# VERY true quotes and sayings about/for pits! =)



## KhashLovesGucci (Nov 15, 2011)

*"If Timmy had a pit bull, he wouldn't have been in the well in the first place."

"I asked God for a best friend and he gave me an American Pit Bull Terrier!"

"Pit bulls are..... Beauty without Vanity, Strength without Insolence, Courage without Ferocity, and all the Virtues of Man, without his Vices."

‎"They live and die for us. The Pit Bull deserves our utmost respect to be that loyal. We should all aspire to be more like the Pit Bull. Wearing our hearts on our sleeves, loyal to a fault and willing to die for those we love."

"Ban ignorance, not Pit Bulls."

"Happiness is being loved by a pit bull."

"It's true that Pit Bulls grab and hold on, but they grab and hold on to your heart, NOT your arm."

‎"The more people I meet the more I love my pit bull."
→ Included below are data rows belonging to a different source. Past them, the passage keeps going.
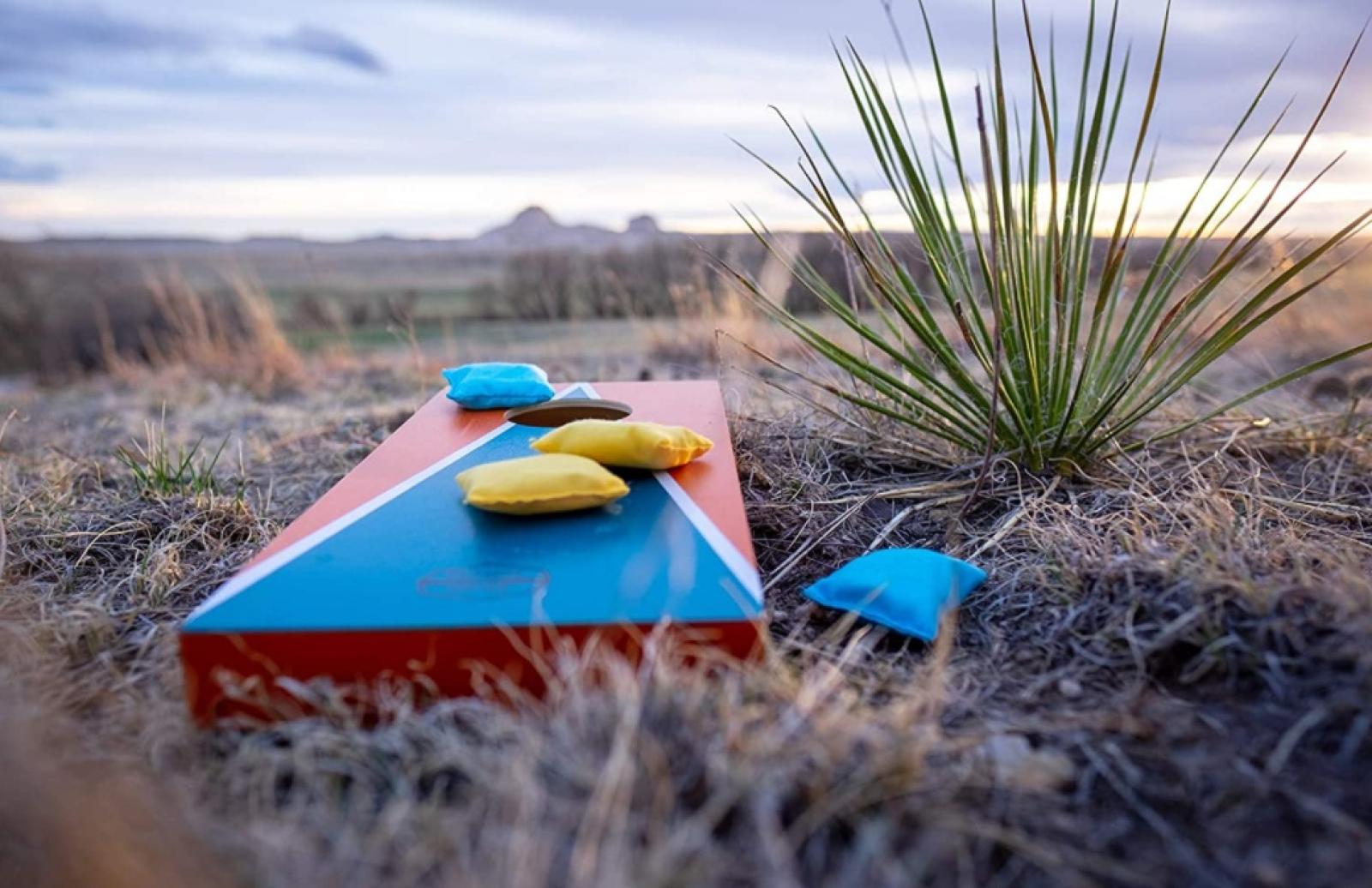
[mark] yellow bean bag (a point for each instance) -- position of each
(533, 485)
(629, 444)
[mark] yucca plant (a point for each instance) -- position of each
(1051, 354)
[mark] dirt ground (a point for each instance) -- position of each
(1166, 679)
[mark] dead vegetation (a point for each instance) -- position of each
(1170, 659)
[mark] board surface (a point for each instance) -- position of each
(391, 576)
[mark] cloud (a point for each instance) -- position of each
(47, 40)
(14, 171)
(333, 45)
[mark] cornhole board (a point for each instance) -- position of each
(390, 576)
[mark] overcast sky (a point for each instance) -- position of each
(340, 118)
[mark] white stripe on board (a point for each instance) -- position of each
(727, 553)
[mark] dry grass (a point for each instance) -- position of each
(1170, 661)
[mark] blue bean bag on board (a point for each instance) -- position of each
(497, 386)
(902, 590)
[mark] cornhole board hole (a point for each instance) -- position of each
(390, 576)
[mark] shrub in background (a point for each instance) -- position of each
(1024, 334)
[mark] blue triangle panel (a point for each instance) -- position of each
(425, 561)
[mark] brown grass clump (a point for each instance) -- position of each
(233, 341)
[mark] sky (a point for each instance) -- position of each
(439, 118)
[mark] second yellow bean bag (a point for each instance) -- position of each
(628, 444)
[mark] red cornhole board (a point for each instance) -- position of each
(390, 576)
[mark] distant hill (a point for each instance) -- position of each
(534, 228)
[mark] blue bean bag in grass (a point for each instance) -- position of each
(497, 386)
(902, 590)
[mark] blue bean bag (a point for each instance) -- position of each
(497, 386)
(902, 590)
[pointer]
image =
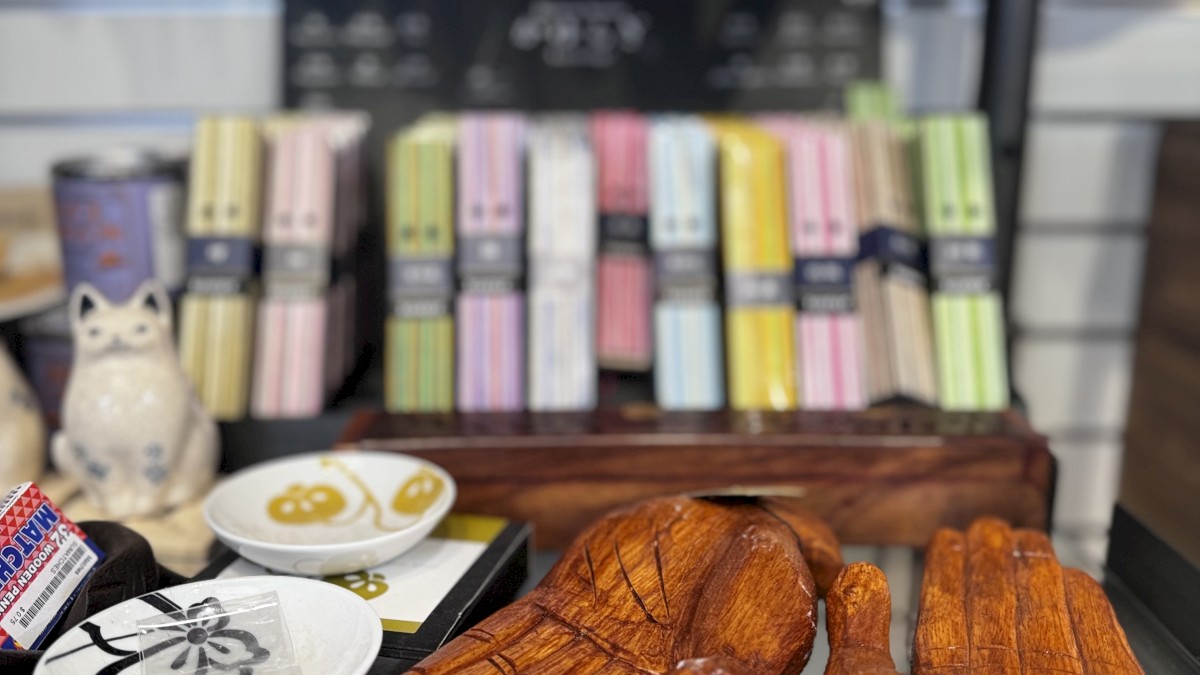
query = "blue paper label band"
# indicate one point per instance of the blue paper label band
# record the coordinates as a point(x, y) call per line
point(825, 285)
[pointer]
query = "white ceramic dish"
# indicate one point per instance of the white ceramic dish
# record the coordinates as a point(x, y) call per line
point(329, 513)
point(333, 632)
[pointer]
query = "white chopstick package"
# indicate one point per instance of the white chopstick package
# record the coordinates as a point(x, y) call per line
point(689, 368)
point(562, 248)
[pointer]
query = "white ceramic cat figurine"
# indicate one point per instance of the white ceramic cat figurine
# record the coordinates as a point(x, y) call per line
point(22, 431)
point(133, 431)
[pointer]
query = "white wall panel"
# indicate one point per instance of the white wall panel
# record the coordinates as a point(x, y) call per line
point(144, 59)
point(1073, 384)
point(1128, 58)
point(1080, 173)
point(1077, 281)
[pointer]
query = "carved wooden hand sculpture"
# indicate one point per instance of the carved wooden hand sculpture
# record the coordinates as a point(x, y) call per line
point(672, 586)
point(994, 601)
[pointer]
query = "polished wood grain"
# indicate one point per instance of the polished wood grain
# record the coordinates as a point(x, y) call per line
point(995, 601)
point(883, 476)
point(671, 585)
point(1161, 473)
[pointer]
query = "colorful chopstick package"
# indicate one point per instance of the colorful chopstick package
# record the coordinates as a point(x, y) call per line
point(870, 100)
point(889, 280)
point(960, 219)
point(825, 242)
point(217, 309)
point(304, 321)
point(623, 270)
point(490, 316)
point(420, 249)
point(689, 372)
point(760, 311)
point(562, 249)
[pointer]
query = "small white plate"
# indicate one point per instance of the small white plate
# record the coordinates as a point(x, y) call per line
point(329, 513)
point(333, 631)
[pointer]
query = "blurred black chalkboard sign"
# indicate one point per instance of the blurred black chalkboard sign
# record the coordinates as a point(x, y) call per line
point(397, 59)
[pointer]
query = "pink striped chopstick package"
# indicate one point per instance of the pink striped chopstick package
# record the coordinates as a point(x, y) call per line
point(825, 242)
point(305, 336)
point(623, 270)
point(490, 310)
point(562, 266)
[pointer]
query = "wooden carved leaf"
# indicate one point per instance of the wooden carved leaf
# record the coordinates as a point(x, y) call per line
point(672, 585)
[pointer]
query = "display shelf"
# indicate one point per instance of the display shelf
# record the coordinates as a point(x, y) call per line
point(888, 476)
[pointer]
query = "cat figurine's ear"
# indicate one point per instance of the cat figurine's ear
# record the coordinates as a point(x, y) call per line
point(85, 299)
point(153, 296)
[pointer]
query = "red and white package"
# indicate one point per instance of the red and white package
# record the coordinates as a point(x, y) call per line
point(45, 561)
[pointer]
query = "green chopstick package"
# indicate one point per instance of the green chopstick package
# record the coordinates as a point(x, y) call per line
point(870, 100)
point(419, 358)
point(960, 217)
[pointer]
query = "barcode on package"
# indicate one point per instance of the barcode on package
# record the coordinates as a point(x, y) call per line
point(48, 592)
point(45, 560)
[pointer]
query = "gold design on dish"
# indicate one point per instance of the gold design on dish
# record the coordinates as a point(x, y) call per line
point(367, 585)
point(322, 503)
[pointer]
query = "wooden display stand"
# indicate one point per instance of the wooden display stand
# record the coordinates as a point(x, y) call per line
point(886, 476)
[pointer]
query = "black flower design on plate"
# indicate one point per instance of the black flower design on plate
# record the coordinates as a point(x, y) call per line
point(204, 641)
point(198, 641)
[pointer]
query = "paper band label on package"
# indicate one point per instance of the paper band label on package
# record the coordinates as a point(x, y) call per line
point(825, 285)
point(759, 288)
point(561, 274)
point(221, 257)
point(490, 263)
point(45, 560)
point(624, 234)
point(297, 269)
point(963, 264)
point(420, 287)
point(687, 274)
point(895, 251)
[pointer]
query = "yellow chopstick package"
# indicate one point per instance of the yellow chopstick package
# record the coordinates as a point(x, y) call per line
point(223, 213)
point(757, 260)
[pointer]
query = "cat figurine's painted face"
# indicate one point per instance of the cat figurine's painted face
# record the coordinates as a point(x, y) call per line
point(102, 329)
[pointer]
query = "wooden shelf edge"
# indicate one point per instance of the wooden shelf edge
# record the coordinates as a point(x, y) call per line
point(883, 478)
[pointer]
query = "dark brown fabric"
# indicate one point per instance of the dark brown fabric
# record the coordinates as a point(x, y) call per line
point(129, 571)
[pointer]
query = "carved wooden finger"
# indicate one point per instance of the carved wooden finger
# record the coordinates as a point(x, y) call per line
point(991, 597)
point(1102, 643)
point(667, 585)
point(820, 545)
point(941, 644)
point(1044, 633)
point(858, 616)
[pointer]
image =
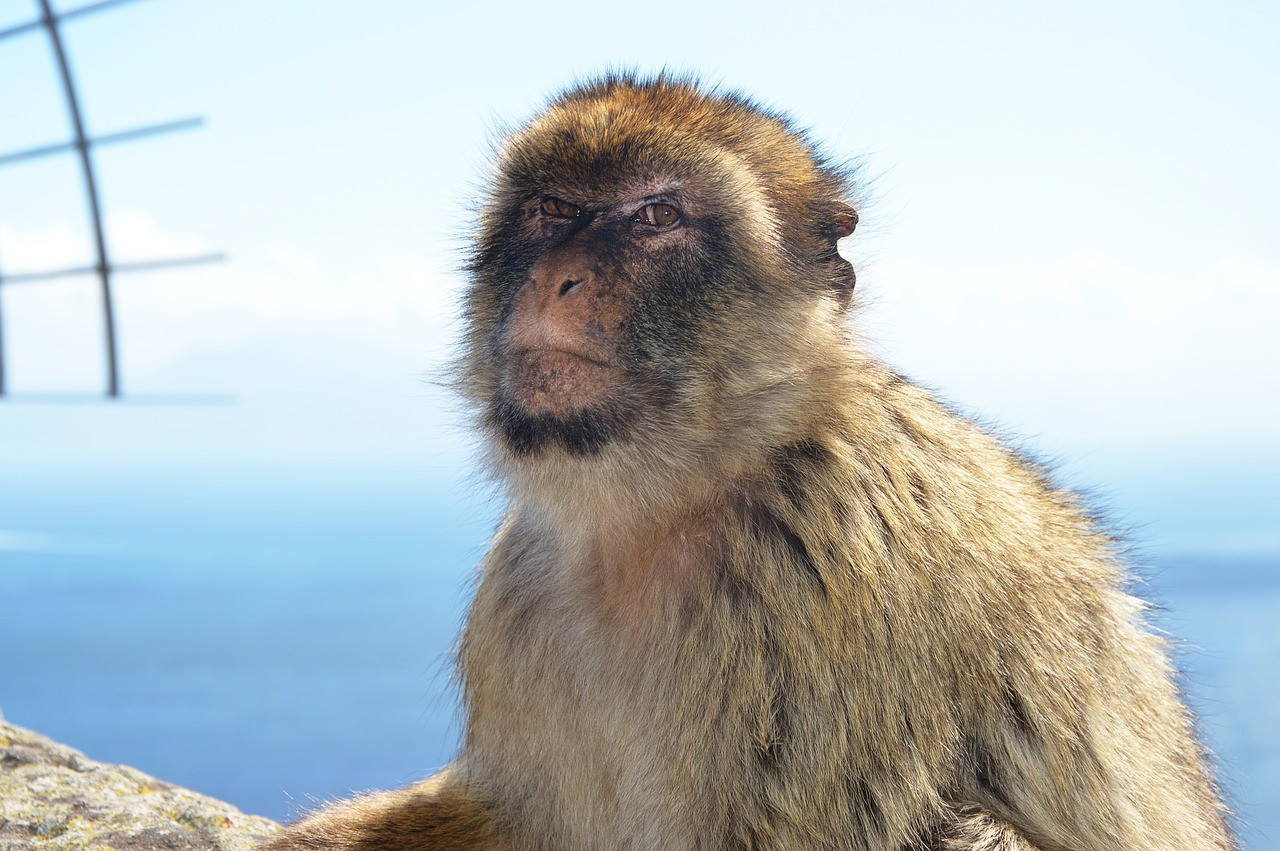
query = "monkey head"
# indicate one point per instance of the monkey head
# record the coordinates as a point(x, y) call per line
point(647, 252)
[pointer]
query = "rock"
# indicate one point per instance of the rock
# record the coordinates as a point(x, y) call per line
point(54, 799)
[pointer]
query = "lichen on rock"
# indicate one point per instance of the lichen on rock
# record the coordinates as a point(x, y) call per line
point(54, 799)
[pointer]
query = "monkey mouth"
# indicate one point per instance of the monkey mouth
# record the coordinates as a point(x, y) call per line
point(560, 383)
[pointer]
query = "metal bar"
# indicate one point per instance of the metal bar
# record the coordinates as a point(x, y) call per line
point(1, 338)
point(31, 154)
point(74, 13)
point(144, 265)
point(113, 379)
point(21, 28)
point(110, 138)
point(154, 129)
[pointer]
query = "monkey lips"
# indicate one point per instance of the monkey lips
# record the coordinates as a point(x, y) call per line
point(560, 384)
"My goal in life is to be as good a person as my pitbull already thinks i am."*



AND THE BEST FOR LAST...

"IF IT AINT PIT, IT AIN'T SHIT!!!"

hahah, those are just some i saw around online...

If you know of any, or anything feel free to share them!!


----------



## koeJ007 (Nov 1, 2011)

*Pit bulls:*

Best dogs to ever look through a collar!

You said you were bringing a bull dog- that darn thing's a crocodile!

Whatever any other breed of dog can do- a pit bull can do it better!

Pit bull: the only dog with more b#l*s than a christmas tree!

Its not the size of dog in a fight: its the size of fight in the dog!

Pitbulls: often misguided, forever misunderstood!

They will cause wide- spread happiness in large group settings!

And just for laughs I thought I'd add in something Sarah Palin supposedly said:
"I love those hockey moms! You know what they say is the difference between a hockey mom and a pitbull? The one wears lipstick!"


----------



## circlemkennels (Aug 29, 2010)

koeJ007 said:


> "I love those hockey moms! You know what they say is the difference between a hockey mom and a pitbull? The one wears lipstick!"


i saw a t-shirt with this on it


----------



## koeJ007 (Nov 1, 2011)

LOL. Cool. I just saw it and thought it was a classic (IMO). Some might disagree, but to each his own right.


----------



## KhashLovesGucci (Nov 15, 2011)

koeJ007 said:


> Best dogs to ever look through a collar!
> 
> You said you were bringing a bull dog- that darn thing's a crocodile!
> 
> ...


hahhahah, awesome! thanks for sharing those!

always up for a good laugh! lol


----------